Improve error handling and error message when loading datasets (#925)

mfeurer · web-flow · commit 368700e37c95 · 2020-07-06T16:31:20.000+02:00
* MAINT 918: improve error handling and error message

* incorporate feedback from Pieter
diff --git a/openml/datasets/dataset.py b/openml/datasets/dataset.py
@@ -456,6 +456,17 @@ def _create_pickle_in_cache(self, data_file: str) -> Tuple[str, str, str]:
                     # The file is likely corrupt, see #780.
                     # We deal with this when loading the data in `_load_data`.
                     return data_pickle_file, data_feather_file, feather_attribute_file
+                except ModuleNotFoundError:
+                    # There was some issue loading the file, see #918
+                    # We deal with this when loading the data in `_load_data`.
+                    return data_pickle_file, data_feather_file, feather_attribute_file
+                except ValueError as e:
+                    if "unsupported pickle protocol" in e.args[0]:
+                        # There was some issue loading the file, see #898
+                        # We deal with this when loading the data in `_load_data`.
+                        return data_pickle_file, data_feather_file, feather_attribute_file
+                    else:
+                        raise
 
             # Between v0.8 and v0.9 the format of pickled data changed from
             # np.ndarray to pd.DataFrame.
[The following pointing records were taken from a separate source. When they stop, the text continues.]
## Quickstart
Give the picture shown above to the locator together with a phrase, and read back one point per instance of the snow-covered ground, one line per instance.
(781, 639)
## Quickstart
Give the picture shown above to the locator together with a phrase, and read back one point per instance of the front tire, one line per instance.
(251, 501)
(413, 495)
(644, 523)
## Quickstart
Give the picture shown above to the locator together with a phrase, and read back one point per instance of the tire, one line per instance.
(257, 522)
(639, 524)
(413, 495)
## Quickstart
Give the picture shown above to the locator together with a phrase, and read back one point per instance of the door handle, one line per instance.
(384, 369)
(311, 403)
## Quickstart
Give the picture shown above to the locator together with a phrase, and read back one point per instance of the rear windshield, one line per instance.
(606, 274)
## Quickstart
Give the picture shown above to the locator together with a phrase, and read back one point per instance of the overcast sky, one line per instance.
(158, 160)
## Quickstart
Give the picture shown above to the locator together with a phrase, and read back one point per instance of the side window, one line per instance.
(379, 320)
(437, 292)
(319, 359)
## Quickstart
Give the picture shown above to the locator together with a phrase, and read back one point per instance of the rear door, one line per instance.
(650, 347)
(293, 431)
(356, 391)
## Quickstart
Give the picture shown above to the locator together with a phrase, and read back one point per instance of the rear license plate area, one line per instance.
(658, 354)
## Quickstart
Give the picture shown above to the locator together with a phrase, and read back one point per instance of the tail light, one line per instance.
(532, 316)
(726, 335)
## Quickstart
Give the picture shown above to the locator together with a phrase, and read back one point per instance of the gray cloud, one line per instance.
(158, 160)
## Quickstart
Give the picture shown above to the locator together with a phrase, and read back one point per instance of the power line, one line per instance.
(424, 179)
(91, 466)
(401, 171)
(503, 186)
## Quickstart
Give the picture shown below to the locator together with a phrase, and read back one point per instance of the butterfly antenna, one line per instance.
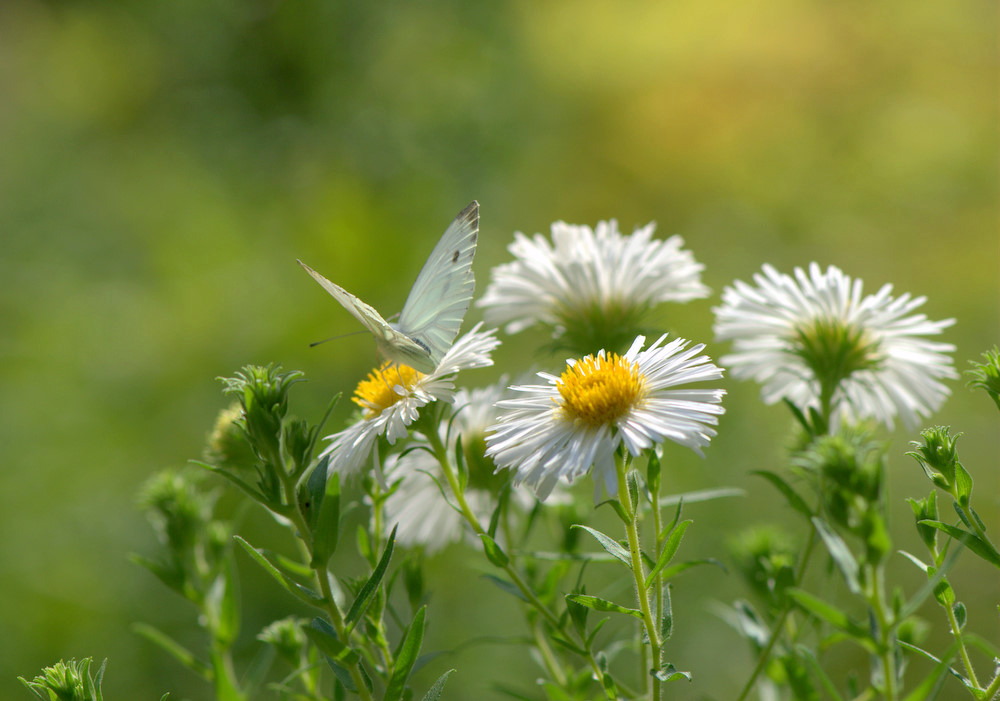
(334, 338)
This breaks some backwards compatibility,
@@ -473,6 +484,17 @@ def _create_pickle_in_cache(self, data_file: str) -> Tuple[str, str, str]:
                 # The file is likely corrupt, see #780.
                 # We deal with this when loading the data in `_load_data`.
                 return data_pickle_file, data_feather_file, feather_attribute_file
+            except ModuleNotFoundError:
+                # There was some issue loading the file, see #918
+                # We deal with this when loading the data in `_load_data`.
+                return data_pickle_file, data_feather_file, feather_attribute_file
+            except ValueError as e:
+                if "unsupported pickle protocol" in e.args[0]:
+                    # There was some issue loading the file, see #898
+                    # We deal with this when loading the data in `_load_data`.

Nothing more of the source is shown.